HMB.: On ne s’y attendait pas et moi, personnellement, encore moins. Je dois rappeler que le Cij est un conseil permanent international des jeux auquel participent des fonctionnaires. Ce n’est pas une réunion ministérielle. C’est la raison pour laquelle avec les fonctions que j’occupe en tant que directeur de cabinet du président, il m’a été chargé de suivre le dossier tout en rendant compte au ministre chargé des Sports. Bien évidemment, je suis déçu. Je ne m’y attendais pas puisque je connais très bien le dossier et comment ça s’est passé. En 1979, Maurice a été désigné pour abriter les jeux mais une année avant l’organisation, elle a estimé qu’elle n’était pas prête et le Cij lui avait accordé deux ans pour qu’elle puisse les organiser.

Donc, il doit y avoir certainement une raison. Mais ce qui est difficile à comprendre, c’est le fait de donner officiellement le drapeau des jeux à un pays et puis le reprendre pour le redistribuer, c’est une situation inédite. C’est donc une très grande déception mais, surtout, une incompréhension, dans la mesure où ces jeux sont régis par une charte dont l’un des objectifs c’est, justement, l’amitié entre les peuples des îles de l’océan indien, la solidarité et la fraternité.

Sur la base de ces principes là, je me demande si ceux qui ont pris cette décision se sont rendus compte de ce qu’ils faisaient?
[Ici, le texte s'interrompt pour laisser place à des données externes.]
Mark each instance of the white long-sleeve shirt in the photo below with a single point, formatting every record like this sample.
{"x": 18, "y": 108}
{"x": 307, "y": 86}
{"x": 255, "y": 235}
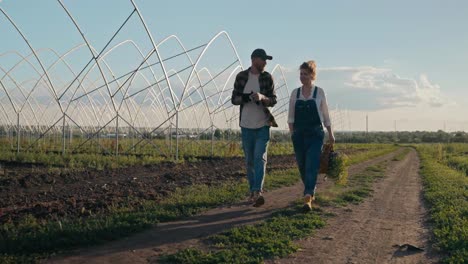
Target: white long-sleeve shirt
{"x": 320, "y": 101}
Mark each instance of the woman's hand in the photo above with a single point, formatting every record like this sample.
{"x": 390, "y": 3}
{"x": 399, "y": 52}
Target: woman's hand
{"x": 331, "y": 139}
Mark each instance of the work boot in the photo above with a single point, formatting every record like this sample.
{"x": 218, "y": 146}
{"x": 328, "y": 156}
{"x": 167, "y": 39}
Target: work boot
{"x": 260, "y": 200}
{"x": 251, "y": 197}
{"x": 308, "y": 202}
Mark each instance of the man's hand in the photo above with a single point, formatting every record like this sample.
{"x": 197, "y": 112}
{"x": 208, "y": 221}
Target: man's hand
{"x": 246, "y": 98}
{"x": 258, "y": 97}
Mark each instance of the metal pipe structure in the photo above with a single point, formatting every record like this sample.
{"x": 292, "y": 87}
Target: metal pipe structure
{"x": 144, "y": 101}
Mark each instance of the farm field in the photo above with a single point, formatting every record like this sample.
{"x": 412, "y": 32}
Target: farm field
{"x": 60, "y": 209}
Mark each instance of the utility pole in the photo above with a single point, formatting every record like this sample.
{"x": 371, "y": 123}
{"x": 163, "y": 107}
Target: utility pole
{"x": 367, "y": 128}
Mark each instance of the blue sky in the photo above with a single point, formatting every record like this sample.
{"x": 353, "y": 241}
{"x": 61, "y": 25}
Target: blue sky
{"x": 391, "y": 60}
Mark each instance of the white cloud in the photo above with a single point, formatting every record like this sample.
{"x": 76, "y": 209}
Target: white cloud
{"x": 381, "y": 88}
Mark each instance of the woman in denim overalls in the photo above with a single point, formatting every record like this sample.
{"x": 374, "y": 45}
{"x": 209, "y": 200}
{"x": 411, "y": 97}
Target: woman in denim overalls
{"x": 308, "y": 113}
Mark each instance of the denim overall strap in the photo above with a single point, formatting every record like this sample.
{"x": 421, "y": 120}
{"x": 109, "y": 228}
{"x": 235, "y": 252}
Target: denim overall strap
{"x": 306, "y": 116}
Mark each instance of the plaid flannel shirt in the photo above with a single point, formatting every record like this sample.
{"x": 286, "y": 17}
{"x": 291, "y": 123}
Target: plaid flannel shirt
{"x": 267, "y": 88}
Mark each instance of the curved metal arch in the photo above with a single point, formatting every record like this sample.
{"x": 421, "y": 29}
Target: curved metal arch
{"x": 90, "y": 49}
{"x": 24, "y": 59}
{"x": 35, "y": 55}
{"x": 166, "y": 77}
{"x": 222, "y": 33}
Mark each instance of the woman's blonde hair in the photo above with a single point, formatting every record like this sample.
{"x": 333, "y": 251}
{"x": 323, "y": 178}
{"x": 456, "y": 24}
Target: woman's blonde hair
{"x": 309, "y": 66}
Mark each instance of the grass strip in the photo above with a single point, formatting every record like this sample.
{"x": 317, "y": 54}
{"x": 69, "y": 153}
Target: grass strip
{"x": 446, "y": 192}
{"x": 274, "y": 238}
{"x": 31, "y": 237}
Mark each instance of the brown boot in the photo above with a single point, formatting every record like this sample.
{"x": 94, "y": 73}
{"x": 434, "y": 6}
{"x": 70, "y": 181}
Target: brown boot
{"x": 260, "y": 200}
{"x": 308, "y": 202}
{"x": 251, "y": 198}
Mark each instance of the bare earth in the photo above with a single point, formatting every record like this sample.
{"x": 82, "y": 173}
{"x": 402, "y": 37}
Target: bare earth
{"x": 363, "y": 233}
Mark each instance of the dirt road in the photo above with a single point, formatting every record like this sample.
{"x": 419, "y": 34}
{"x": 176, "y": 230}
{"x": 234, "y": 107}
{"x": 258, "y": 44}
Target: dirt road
{"x": 362, "y": 234}
{"x": 370, "y": 231}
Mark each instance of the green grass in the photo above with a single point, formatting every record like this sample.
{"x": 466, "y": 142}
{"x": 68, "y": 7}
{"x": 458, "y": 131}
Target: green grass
{"x": 446, "y": 192}
{"x": 254, "y": 243}
{"x": 31, "y": 237}
{"x": 275, "y": 237}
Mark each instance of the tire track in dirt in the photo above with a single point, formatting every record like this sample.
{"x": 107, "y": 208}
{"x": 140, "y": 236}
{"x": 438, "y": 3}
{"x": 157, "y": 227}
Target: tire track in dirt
{"x": 367, "y": 233}
{"x": 173, "y": 236}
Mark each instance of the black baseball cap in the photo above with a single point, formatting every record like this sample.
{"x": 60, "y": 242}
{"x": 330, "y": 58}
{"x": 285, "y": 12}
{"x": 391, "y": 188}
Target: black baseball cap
{"x": 260, "y": 53}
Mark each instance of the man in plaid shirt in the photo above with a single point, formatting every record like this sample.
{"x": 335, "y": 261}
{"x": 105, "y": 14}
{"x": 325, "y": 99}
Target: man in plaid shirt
{"x": 254, "y": 92}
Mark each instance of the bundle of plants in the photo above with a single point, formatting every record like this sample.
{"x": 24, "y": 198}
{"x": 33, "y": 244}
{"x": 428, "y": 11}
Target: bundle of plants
{"x": 334, "y": 164}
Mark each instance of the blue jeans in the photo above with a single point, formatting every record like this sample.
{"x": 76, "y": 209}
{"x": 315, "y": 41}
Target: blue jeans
{"x": 307, "y": 149}
{"x": 255, "y": 145}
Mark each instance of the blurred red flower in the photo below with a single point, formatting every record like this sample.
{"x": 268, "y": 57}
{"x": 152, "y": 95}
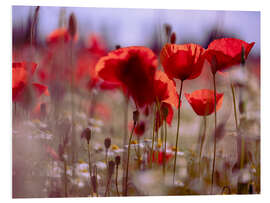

Ont-ils imaginé un seul instant la difficulté à laquelle seront confrontés les Etats par rapport à la profondeur de leurs relations bilatérales diplomatiques?

Al-watwan. Est-ce vraiment fini?

HMB.: Je ne le crois pas, puisque à la veille de la cérémonie de clôture des neuvièmes jeux à l’île de La Réunion, on se demandait justement si le Cij allait attribuer les jeux aux Comores, raison pour laquelle je m’étais déplacé, au nom du gouvernement, pour essayer de convaincre. Donc, ce n’est pas fini, le combat va continuer même si, je dois le souligner, ce ne devrait pas être le cas puisque l’objectif n’est pas de livrer une concurrence entre les Etats. Il faut savoir qu’il existe beaucoup d’organisations sportives où les Etats se concurrencent. Mais ici ce n’est le cas. Ici, c’est plutôt une complémentarité. Autrement dit, un Etat qui devrait organiser les jeux et qui n’auraient pas les moyens, les autres devraient l’aider parce qu’on prône justement l’amitié et la solidarité entre les Etats membres. On doit donc espérer et se dire que si réellement on ne nous pousse pas hors de ces jeux des îles de l’océan Indien, notre pays a l’obligation de les organiser.

Al-watwan. Vous avez évoqué les principes de solidarité, d’amitié qui régissent les pays de la Coi et la charte des jeux. Mais, est-ce que la Coi peut avoir son mot à dire à pareille situation?

HMB.: Qu’on évite de tomber dans l’amalgame. Les Jeux des îles de l’Océan indien n’ont rien à voir avec la Coi. D’ailleurs, les jeux ont été crées bien avant la Coi. Maintenant, puisqu’il existe une organisation politique dans l’Océan Indien, si cette organisation peut influer à travers les Etats membres de ces jeux pour que quelque chose soit bien fait, elle peut le faire bien évidemment. Mais ce sera uniquement parce qu’elle veut le faire.

Al-watwan. C’est la deuxième humiliation des Comores en si peu de temps, et certains voient la main de la France dans cette décision, parlant même de représailles suite au retrait des Comores des neuvièmes Jioi à la Réunion?

HMB.: Je ne vois pas comment je peux accuser un pays avec lequel nous avons des relations diplomatiques sans preuve. Pour moi, c’est essentiel et c’est basique. Mais, je crois qu’il ne faut pas mélanger les deux.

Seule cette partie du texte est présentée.